There’s a silence on the other end.

“Hello?” I prompt.

“So you’re still in Georgia?” she says.

“Yeah, for now,” I say, noncommittal. “What did you need, Mom?”

“Nothing, nothing.” She sounds distracted if not disinterested.

My gut twists. “You sent me a few texts and left some messages. I thought there was an emergency.”

“Well, good thing there wasn’t,” she says lightly. “Seeing as how I had no way to get a hold of you.”

I grimace, move my fingers up to the spot right between my brows, and draw little circles there, trying to ease the tension. “Sorry. But I’m here now. What’s up?”

“Nothing,” she says. “I just saw we had a big storm coming in, and realized I didn’t even know where you are.”

There’s a serrated edge to her voice, almost like she’s mad at me.

But it’s not like I was keeping my location from her.
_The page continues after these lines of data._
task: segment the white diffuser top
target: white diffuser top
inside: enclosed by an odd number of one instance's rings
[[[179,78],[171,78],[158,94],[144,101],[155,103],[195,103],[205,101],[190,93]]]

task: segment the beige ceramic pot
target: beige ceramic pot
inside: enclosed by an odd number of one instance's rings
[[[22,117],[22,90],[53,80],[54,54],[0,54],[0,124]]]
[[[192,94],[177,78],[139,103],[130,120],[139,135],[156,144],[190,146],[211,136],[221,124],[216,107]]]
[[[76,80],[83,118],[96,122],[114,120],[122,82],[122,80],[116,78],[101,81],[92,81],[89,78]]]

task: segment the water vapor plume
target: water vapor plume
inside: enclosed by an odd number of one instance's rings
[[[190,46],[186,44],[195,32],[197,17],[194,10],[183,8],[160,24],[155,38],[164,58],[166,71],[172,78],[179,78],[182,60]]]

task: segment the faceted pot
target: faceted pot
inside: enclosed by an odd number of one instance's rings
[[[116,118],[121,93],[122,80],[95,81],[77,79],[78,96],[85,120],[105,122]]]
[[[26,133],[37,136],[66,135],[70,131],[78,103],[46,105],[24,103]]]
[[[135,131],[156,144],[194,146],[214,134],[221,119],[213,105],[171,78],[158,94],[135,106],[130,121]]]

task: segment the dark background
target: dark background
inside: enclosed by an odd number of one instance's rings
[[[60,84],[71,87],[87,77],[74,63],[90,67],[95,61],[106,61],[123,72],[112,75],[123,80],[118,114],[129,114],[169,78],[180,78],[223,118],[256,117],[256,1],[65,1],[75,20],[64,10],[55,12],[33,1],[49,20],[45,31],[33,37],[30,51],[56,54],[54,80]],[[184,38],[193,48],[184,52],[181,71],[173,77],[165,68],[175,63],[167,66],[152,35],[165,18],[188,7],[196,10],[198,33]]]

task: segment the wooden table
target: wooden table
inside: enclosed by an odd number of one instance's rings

I told her I was on a work trip a couple of hours away from her, and she didn’t ask for any more information.

“I’m up on Little Crescent,” I tell her now.

There’s another long pause before she says, “You guys get hit pretty bad up there?”

“Not too bad, no,” I say. “Lost some branches, but the power’s already back on, and the house I’m staying in didn’t take too much damage.”

“Good, good,” she says, distracted again.

“What about you?” I ask. “Any issues?”

“Oh, no, nothing major,” she says. “You know how it is. We’re far enough in from the coast to miss the worst of it. Heard there was some flash flooding, but we were fine.”

That we lodges itself into my heart like a tiny arrow.

I’m not sure if the we in question is her and my dad, or if it’s her and the chickens, and I’m not sure which of those possibilities would break my heart less.

I clear my throat. “Good.”

“And your friend? Hayden? He’s all right?”

“He’s good,” I assure her. “I saw him this morning. He’s fine.”

The truth, just not the whole truth.

“Well, good,” she says, like we’ve settled something. “Then I’ll let you go.”

“Okay, well, thanks for calling,” I say, uncertain what exactly just happened.

This is how it is sometimes between the two of us, like we each speak a different language and so have to do our best muddling through rough translations in a third language, one that’s native to neither of us.